Tag Archives: Garfield

Literature vs. Text

I have read in many of the blog posts for this week that several of my classmates have trouble identifying graphic novels, or comic books for that matter with “literature.”  Most of the time, this seems to be an exclusionary distinction, graphic novels cannot count because it is primarily a visual medium, and “literature” is the written word.  One potential flaw I see with this distinction is drama.  Plays are primarily a visual medium, they were meant to be seen on the stage, performed by actors, not read.  However, I do not see  a rush to exclude Shakespeare from the category of “literature.”

Is my example a bit extreme? Probably, but i wanted to hit home a point.  I think instead of focusing on “literature” we should instead focus on the idea of “texts.”  Though hardly a technical definition, I think that a text is anything that can be interpreted, anything that can be considered more than the sum of its parts.  I also think that there is great value in studying various texts in the English classroom beyond just the written word.  Our students are barraged with hundreds of “texts” on a daily basis, a majority of which do not fall under the classical definition of literature as the written word.  I want my students to be able to read and interpret these texts as well as the more traditional written texts we look at in class.

For example, to study John Donne’s “Meditation XVII” in my class, I used a variety of texts to look at the theme of the interconnectedness of mankind across different mediums.  We used songs like “I am a Rock” by Simon and Garfunkle, which takes one of Donne’s metaphors and explores the disadvantages of human connection.  Then we compared Three Dog Night’s “One” with Aimee Mann’s cover of the same song to discuss how Mann attempted to convey the mood of the lyrics with her more somber rendering of the song.  We looked at movie clips from “I Heart Huckabees” and “Magnolia.”  I showed them the art project Garfield Minus Garfield to show the isolation we feel when we lose that human connectedness.  We also looked at the website We Feel Fine to show how the internet has fostered a change in human connectedness on a global scale by its ability to place us in touch with large numbers of strangers with relative ease.  Their final assessment is to write a “Pop Culture Meditation” where they find a text in their own lives that explores the theme.  My students are into it, they are engaged in a way that they have not been when we have just looked at the written word.

As far as Nat Turner goes, I think that there is something of real value to be studied.  To me, it mirrors a lot of the same themes as Toni Morrison’s Beloved, a text that I think everyone can agree is a piece of great literature.  The horrors of slavery dehumanize the characters in both of those texts to the point where they commit brutal acts that it is hard for modern day readers to fully comprehend.  I think both texts also serve to show that the scars of slavery have yet to be fully healed in American society.

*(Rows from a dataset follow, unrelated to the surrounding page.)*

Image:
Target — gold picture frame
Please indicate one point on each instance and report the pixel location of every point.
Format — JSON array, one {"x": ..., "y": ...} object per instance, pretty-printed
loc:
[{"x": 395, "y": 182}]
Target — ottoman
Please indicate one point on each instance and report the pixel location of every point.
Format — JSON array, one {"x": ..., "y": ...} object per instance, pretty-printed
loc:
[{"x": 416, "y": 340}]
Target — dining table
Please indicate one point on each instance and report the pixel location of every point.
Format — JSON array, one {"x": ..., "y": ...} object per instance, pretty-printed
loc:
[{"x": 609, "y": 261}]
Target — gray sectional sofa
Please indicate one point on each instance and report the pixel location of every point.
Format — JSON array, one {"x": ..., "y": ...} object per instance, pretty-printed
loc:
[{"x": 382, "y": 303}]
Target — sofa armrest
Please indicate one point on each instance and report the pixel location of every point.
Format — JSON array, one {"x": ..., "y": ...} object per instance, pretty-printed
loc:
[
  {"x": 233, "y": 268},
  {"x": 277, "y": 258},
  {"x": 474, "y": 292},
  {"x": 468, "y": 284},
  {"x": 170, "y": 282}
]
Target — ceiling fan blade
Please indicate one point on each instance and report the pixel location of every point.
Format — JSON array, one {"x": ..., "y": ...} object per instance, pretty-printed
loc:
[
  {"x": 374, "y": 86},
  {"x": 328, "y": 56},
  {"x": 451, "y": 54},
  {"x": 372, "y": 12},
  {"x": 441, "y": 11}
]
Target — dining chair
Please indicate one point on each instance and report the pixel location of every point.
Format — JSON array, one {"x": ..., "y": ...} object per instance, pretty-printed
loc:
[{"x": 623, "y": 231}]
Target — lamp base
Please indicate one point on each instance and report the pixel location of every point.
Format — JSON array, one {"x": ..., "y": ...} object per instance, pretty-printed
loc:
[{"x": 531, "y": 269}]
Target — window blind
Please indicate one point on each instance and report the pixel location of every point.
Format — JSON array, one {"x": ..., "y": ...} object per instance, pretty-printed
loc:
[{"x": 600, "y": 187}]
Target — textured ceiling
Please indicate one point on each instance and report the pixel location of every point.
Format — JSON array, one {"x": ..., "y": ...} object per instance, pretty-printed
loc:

Yes, the written word has been the traditional mode of study for these types of things in the past. However, for hundreds of years, the written word was all we really had to study.  I was reading an article the other day about colleges across the country who are now offering courses in HBO’s The Wire, a show of which the most common adjective seems to be Dickensian.  As these other types of media and texts mature and show more depth, I think it will become common to study them alongside of traditional written texts, and I am all for it.